With the Biological Chemistry and Macromolecular Biophysics [BCMB] and Cell Biology [CB] IRGs: In general, studies of extracellular matrix and proteolysis dealing with normal cell function could be assigned to BCMB or CB; if they relate solely to neoplastic progression they could be assigned to TPM.
With the Biology of Development and Aging [BDA] IRG: In general, studies of developmental mechanisms and processes could be assigned to BDA; studies directly related to tumor metastasis could be assigned to TPM.
With the Hematology [HEME] IRG: In general, studies of red blood cell disorders/malignancies could be assigned to HEME; studies of lymphoma and leukemia progression and metastasis could be assigned to TPM.
With the Cardiovascular Sciences [CVS] IRG: In general, studies of angiogenesis that are focused on developmentally related processes or reactivation of embryonic processes could be assigned to CVS; studies focused on tumor progression and metastasis could be assigned to TPM.
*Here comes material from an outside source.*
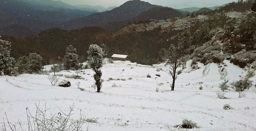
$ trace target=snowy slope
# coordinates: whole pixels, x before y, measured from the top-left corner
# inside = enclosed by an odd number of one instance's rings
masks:
[[[68,88],[51,86],[45,75],[2,76],[0,119],[4,118],[6,112],[11,122],[18,119],[26,122],[26,108],[35,112],[34,104],[40,101],[42,108],[46,102],[49,114],[59,112],[59,109],[67,112],[69,106],[74,103],[73,118],[78,118],[81,109],[86,118],[94,118],[99,123],[90,124],[90,131],[182,130],[173,126],[181,124],[184,118],[193,120],[201,127],[189,131],[256,130],[254,87],[246,92],[244,98],[238,98],[238,93],[231,88],[225,95],[230,99],[216,97],[215,92],[221,91],[218,86],[224,79],[237,80],[247,73],[228,61],[224,62],[227,66],[199,63],[200,69],[193,70],[190,67],[191,61],[188,61],[184,73],[178,75],[174,92],[170,91],[172,79],[168,73],[169,66],[164,64],[151,66],[116,61],[114,64],[105,65],[102,70],[105,81],[101,93],[96,93],[91,87],[94,83],[91,69],[81,70],[85,72],[84,74],[80,74],[85,80],[61,77],[71,82],[71,86]],[[220,72],[223,67],[223,71]],[[160,71],[157,71],[160,68]],[[57,73],[64,75],[74,74],[75,71]],[[149,74],[152,78],[147,78]],[[157,74],[161,76],[156,76]],[[107,81],[110,77],[126,80]],[[129,77],[132,79],[128,80]],[[255,81],[256,77],[251,79]],[[77,88],[77,81],[85,91]],[[112,87],[114,84],[118,87]],[[201,85],[203,90],[198,89]],[[158,92],[155,91],[157,87]],[[223,107],[226,104],[234,109],[224,110]]]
With the Endocrinology, Metabolism, Nutrition and Reproductive Sciences [EMNR] IRG: In general, studies of endometrial hyperplasia; trophoblast neoplasia; germ cell tumors; pituitary adenomas; as well as thyroid, parathyroid, and adrenal tumors could be assigned to EMNR; studies of the role of hormones on the progression and metastasis of other tumors and studies of tumors of reproductive organs could be assigned to TPM. Studies of the relation between insulin/IGF signaling and tumor progression and metastasis could be assigned to EMNR or to TPM depending on the focus of the study.
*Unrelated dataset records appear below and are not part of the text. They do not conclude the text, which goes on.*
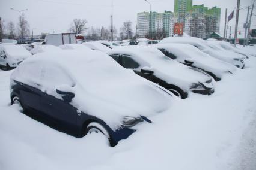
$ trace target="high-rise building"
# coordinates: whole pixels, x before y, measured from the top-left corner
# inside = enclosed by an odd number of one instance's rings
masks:
[[[184,23],[185,16],[192,8],[192,0],[175,0],[174,13],[178,14],[178,22]]]
[[[174,13],[138,13],[137,35],[151,38],[159,34],[172,37],[174,24],[178,22],[183,23],[186,34],[204,38],[213,32],[219,32],[220,19],[221,8],[216,7],[209,9],[204,5],[192,5],[192,0],[175,0]]]

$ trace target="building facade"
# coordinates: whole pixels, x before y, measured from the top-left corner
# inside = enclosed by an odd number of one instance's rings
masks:
[[[174,36],[175,23],[183,23],[183,31],[190,36],[204,38],[219,32],[221,8],[192,5],[192,0],[175,0],[174,13],[143,12],[138,14],[137,35],[140,38],[159,39]],[[160,36],[162,35],[162,36]]]

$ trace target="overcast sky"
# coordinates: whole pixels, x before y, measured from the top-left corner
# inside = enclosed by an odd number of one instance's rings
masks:
[[[243,31],[246,10],[253,0],[241,0],[239,29]],[[163,12],[174,11],[174,0],[148,0],[152,4],[152,11]],[[114,25],[119,31],[123,22],[130,20],[135,29],[137,13],[150,10],[150,5],[145,0],[113,0]],[[194,0],[194,5],[204,4],[212,8],[221,8],[221,33],[223,34],[225,8],[228,14],[235,9],[237,0]],[[88,27],[109,27],[111,14],[111,0],[0,0],[0,17],[7,24],[10,21],[17,23],[19,12],[11,10],[28,8],[23,13],[34,34],[41,32],[52,33],[67,31],[75,18],[85,19]],[[256,14],[256,10],[254,12]],[[254,16],[252,28],[256,28],[256,17]],[[235,18],[230,22],[234,32]],[[135,31],[135,30],[134,30]],[[86,33],[86,32],[85,32]]]

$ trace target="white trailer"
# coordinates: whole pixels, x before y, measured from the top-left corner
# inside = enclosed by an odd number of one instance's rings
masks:
[[[45,36],[46,44],[59,46],[66,44],[76,43],[75,32],[47,34]]]

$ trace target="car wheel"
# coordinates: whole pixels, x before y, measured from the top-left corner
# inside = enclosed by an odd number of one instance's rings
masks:
[[[22,104],[20,103],[20,99],[17,97],[15,96],[13,98],[13,101],[12,101],[12,104],[13,105],[16,105],[18,107],[19,110],[21,112],[23,112],[24,111],[24,108],[22,107]]]
[[[109,141],[109,144],[112,145],[112,140],[109,135],[109,133],[106,130],[106,129],[100,123],[97,122],[91,122],[87,125],[86,128],[87,134],[92,134],[93,133],[101,133],[103,134],[108,138]]]
[[[182,99],[181,94],[178,90],[174,89],[169,89],[168,90],[174,93],[176,96]]]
With the Musculoskeletal, Oral, and Skin Sciences [MOSS] IRG: In general, studies of the effect of musculoskeletal tumors on the overall musculoskeletal system or which provide understanding of the development of the musculoskeletal system could be assigned to MOSS; studies of musculoskeletal, skin, and oral tumors and metastasis could be assigned to TPM.
With the Brain Disorders and Clinical Neuroscience [BDCN] IRG: In general, studies of CNS-unique physiological factors on tumor progression and invasion could be assigned to BDCN; studies of oncological mechanisms on the progression and invasion of CNS tumors could be assigned to TPM.